The AAS Laboratory Astrophysics Division (LAD) has named Professor Sarah Hörst of Johns Hopkins University (JHU) the recipient of its 2020 Early Career Award. Given to an individual who has made important contributions to laboratory astrophysics within 10 years of receiving their PhD, the award recognizes Hörst for laboratory research advancing our understanding of photochemical haze formation in planetary atmospheres within our solar system and beyond.

Prof. Hörst, a planetary scientist, has established a unique laboratory to study the photochemical production of hazes in extreme environments, primarily focusing on the atmospheres of super-Earth and mini-Neptune exoplanets. In an important study published in Nature Astronomy, her group studied the irradiation of atmospheric gases at temperatures and abundance mixtures expected in such exotic environments. A rich diversity of aerosol particles were produced, validating a hypothesis that photochemical products could be responsible for featureless transmission spectra observed in many exoplanets. The work has led to improved chemical models of exoplanet atmospheres and will likely impact studies of Earth-like exoplanets. Hörst’s work has also focused on organic species in the atmosphere of Titan, the origin of sand on Titan, haze formation in Pluto’s atmosphere, and the composition and thermal structure of Saturn’s upper atmosphere.

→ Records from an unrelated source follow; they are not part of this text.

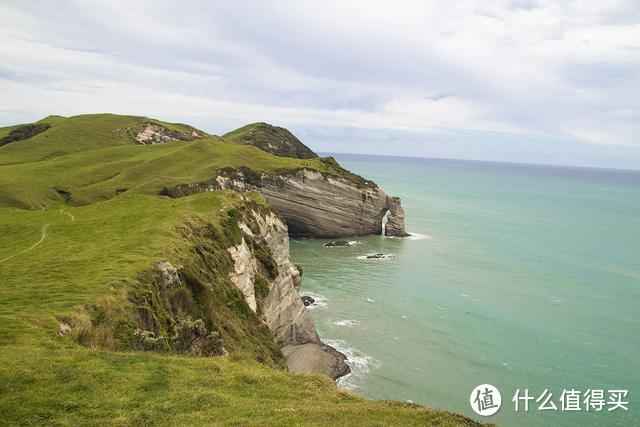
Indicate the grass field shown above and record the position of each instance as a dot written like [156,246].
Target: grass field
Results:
[58,257]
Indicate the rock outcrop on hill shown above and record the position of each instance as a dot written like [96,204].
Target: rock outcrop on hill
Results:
[313,204]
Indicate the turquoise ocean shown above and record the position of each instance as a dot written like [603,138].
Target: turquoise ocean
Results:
[519,276]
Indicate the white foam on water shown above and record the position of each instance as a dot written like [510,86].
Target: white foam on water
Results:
[320,301]
[418,236]
[349,323]
[359,362]
[382,257]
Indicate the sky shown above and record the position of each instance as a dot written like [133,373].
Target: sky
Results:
[533,81]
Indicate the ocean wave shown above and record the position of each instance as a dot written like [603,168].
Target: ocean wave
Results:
[319,300]
[359,362]
[349,323]
[376,256]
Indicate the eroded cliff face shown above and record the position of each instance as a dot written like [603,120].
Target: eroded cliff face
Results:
[313,204]
[281,308]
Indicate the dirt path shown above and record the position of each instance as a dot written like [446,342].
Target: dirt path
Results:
[44,235]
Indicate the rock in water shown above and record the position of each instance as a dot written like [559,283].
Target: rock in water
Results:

Hörst received a BS in planetary sciences and literature from the California Institute of Technology and a PhD, also in planetary sciences, from the University of Arizona. She was a National Science Foundation Astronomy and Astrophysics Postdoctoral Fellow at the University of Colorado. Hörst is now an Assistant Professor in JHU’s Department of Earth and Planetary Sciences, a Hopkins Extreme Materials Institute Fellow, and an Adjunct Astronomer at the Space Telescope Science Institute. She has received the Peter B. Wagner Memorial Award for Women in Atmospheric Sciences, the University of Arizona Gerard P. Kuiper Memorial Award, and the Johns Hopkins University Catalyst Award and was a National Academy of Sciences Kavli Fellow in 2012, 2014, 2016, and 2019. She is a co-investigator on NASA’s Dragonfly mission to Titan and on the proposed Io Volcano Observer mission. In 2012 Hörst was named to the “highly qualified” group in NASA’s 2013 astronaut candidate selection process.

The LAD Early Career Award includes a cash award, a framed certificate, and an invited lecture by the recipient at a meeting of the Laboratory Astrophysics Division.